Dichiarazioni dalle quali nessuno della maggioranza di centrodestra, tanto meno il sindaco, prese le distanze. «Siamo preoccupati nel constatare l'allarmante attacco alla ricerca e alla didattica della storia», si legge in apertura della lettera. Il documento è firmato da 46 professori delle Università di Firenze, Siena, Pisa ma anche Roma Tor Vergata, La Sapienza, Bologna, Padova e della Calabria.

Il caso è scoppiato dopo la bocciatura della proposta del gruppo di opposizione Pistoia ecologista progressista di un progetto per fornire informazioni ai cittadini con cartelli o codici Qr sulla storia coloniale italiana ricordata nei nomi di alcune strade pistoiesi (viale Adua, via Macallè, via Tripoli), iniziativa che avrebbe dovuto avvalersi della consulenza scientifica dell'Istituto storico della Resistenza di Pistoia e dell'Università di Firenze. Nella proposta si suggeriva di dotare di adeguata cartellonistica anche la mitragliera del sommergibile della Regia Marina “Scirè”, che da alcuni anni è ospitata all’interno della Fortezza Santa Barbara. Nel dibattito, i gruppi di maggioranza si schierarono subito contro la proposta, agitando – in alcuni casi – il fantasma di una “cancel culture” come se la volontà fosse quella di cambiare nome alle strade, cosa in realtà non contenuta nella proposta.

Iacopo Bojola, capogruppo di Forza Italia - Amo Pistoia, mostrò invece di apprezzare l’idea della cartellonistica esplicativa, anche se – a suo parere – occorreva ampliare la portata dell’iniziativa a fatti e personaggi della storia complessiva della città. E, soprattutto, se l’informazione fosse stata «realmente culturale» e non affidata all’Istituto storico della Resistenza e alla Società pistoiese di storia patria. In particolare, secondo Bojola, «l'Istituto della Resistenza del momento… può essere coordinato da brave persone, ma che hanno un'impostazione culturale assolutamente non obiettiva, legittima ma non obiettiva». Aggiungendo che «ci dovrebbe essere una commissione di storici e non di personaggi che si improvvisano tali perché hanno un richiamo ideologico più che culturale, perché si parla più di ideologia che di cultura».
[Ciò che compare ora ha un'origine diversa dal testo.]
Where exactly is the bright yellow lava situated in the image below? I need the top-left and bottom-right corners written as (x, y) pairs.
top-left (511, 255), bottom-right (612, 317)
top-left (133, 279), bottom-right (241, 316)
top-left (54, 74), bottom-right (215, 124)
Nel dibattito, nessuno della maggioranza è intervenuto sull’argomento, neanche il sindaco Alessandro Tomasi, presente a tratti in aula, nonostante che la consigliera comunale Pd Antonella Cotti l’avesse invitato espressamente a farlo.

E durante le dichiarazioni di voto Bojola (unico consigliere di maggioranza a parlare) ha rincarato la dose, spiegando che l’Istituto storico della Resistenza di Pistoia è portatore di una «visione di parte, legittima ma di parte, come si vede leggendo le relazioni dell’istituto, più interessato alle attività del Pci che alle gesta di eroi della Resistenza come Silvano Fedi e Manrico Ducceschi». Al voto, cui Tomasi non partecipò, la proposta venne respinta.

E proprio da quel silenzio del primo cittadino parte la lettera dei 46 docenti, che chiedono a Tomasi «di voler chiarire la sua personale posizione come sindaco». È stato «un episodio isolato», «parole sfuggite, delle quali ci si può scusare» oppure «un vero e proprio attacco alle istituzioni di studio, di ricerca e formazione che si richiamano alla Resistenza e alla lotta di Liberazione»? «Perché, se di questo si trattasse – conclude la lettera – crediamo sia doveroso da parte nostra andare oltre una richiesta di chiarimenti e avviare invece una più ampia denuncia anche a livello nazionale».

La lettera è stata presentata ieri alla stampa a Firenze dai docenti Pietro Clemente, Roberto Bianchi, Pietro Causarano, Francesca Cavaciocchi e Valeria Galimi, presenti anche presidente e direttore dell’Istituto storico, Giovanni Contini Bonacossi e Stefano Bartolini. «Per molti di noi è stato un piccolo shock quando abbiamo ascoltato le registrazioni di quanto era stato detto», ha spiegato Pietro Clemente.

Da qui la necessità di «una richiesta esplicita al sindaco di dissociarsi da quello che era stato detto». Nessuna volontà di cancel culture sottolinea, «è l'opposto, le strade non si cambiano ma si raccontano».